Я нашла у Анны в шкафу пушистый плед, раскрашенный под тигра. Мы перекатили Дуню на плед, взялись каждый с двух концов и понесли Дуню к машине. Нести было тяжело. Плед в середине сильно тянуло к земле. В последний раз я увидела свисающую из пледа черно-бело-рыжую лапу.
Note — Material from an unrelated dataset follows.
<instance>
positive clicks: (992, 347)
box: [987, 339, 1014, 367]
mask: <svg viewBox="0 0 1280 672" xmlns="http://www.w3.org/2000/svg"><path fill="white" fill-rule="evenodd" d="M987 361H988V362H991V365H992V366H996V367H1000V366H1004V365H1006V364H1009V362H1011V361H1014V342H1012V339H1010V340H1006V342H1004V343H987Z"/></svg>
Утром Анна спустилась вниз, огляделась вокруг.
— Что, Анна?
— А где моя... эта... эта...
— Что? — Вопреки всему, мне хотелось, чтобы она вспомнила.
— Я хочу в туалет...
Так мы остались вдвоем — Анна и я.
Анна любит смотреть телевизор. Особенно ей нравятся передачи про детей. Если на экране маленький ребенок, Анна подходит к телевизору и гладит ладошкой экран.
— Маленький мой, малышка...
Я ей не мешаю.
Если показывают что-нибудь страшное, я тут же меняю программу, потому что Анна очень пугается. Автомобильные катастрофы, землетрясения, наводнения — все это не для нас.
Однажды я не успела вовремя переключить программу, и Анна увидела ураган в Калифорнии. Она громко ахнула, и я принялась ее утешать:
— Это не у нас, Анна, это далеко, в Калифорнии.
— Какая разница? Человек есть человек. Mensch ist Mensch, — сказала она мне.
Спортивные передачи Анна смотрит без интереса, зато музыкальные — с большим удовольствием. Однажды я включила телевизор как раз посреди джазового концерта. Ярко одетый негр играл на саксофоне. Саксофон пел немыслимым голосом. Вдруг Анна вскочила с места, подошла вплотную к телевизору, начала пританцовывать, хлопать в ладоши и тоненько подпевать.
— И я тоже, — говорила она, — я тоже хочу!
— Разве ты любишь джаз, Анна?
— Ля-ля-ля, — пела она отчаянно.
Летом в Берлине Кристо упаковал Рейхстаг. Мы с Анной долго смотрели, как хлопала от ветра ткань на стенах Рейхстага, а в кафе по соседству столы, стулья и даже висячие лампы упаковали в оберточную бумагу. Анна встала, пошла в кухню, открыла помойное ведро, достала пачку из-под творога, грязную бумажную салфетку и, тщательно упаковав творожную пачку, аккуратно положила ее посреди стола.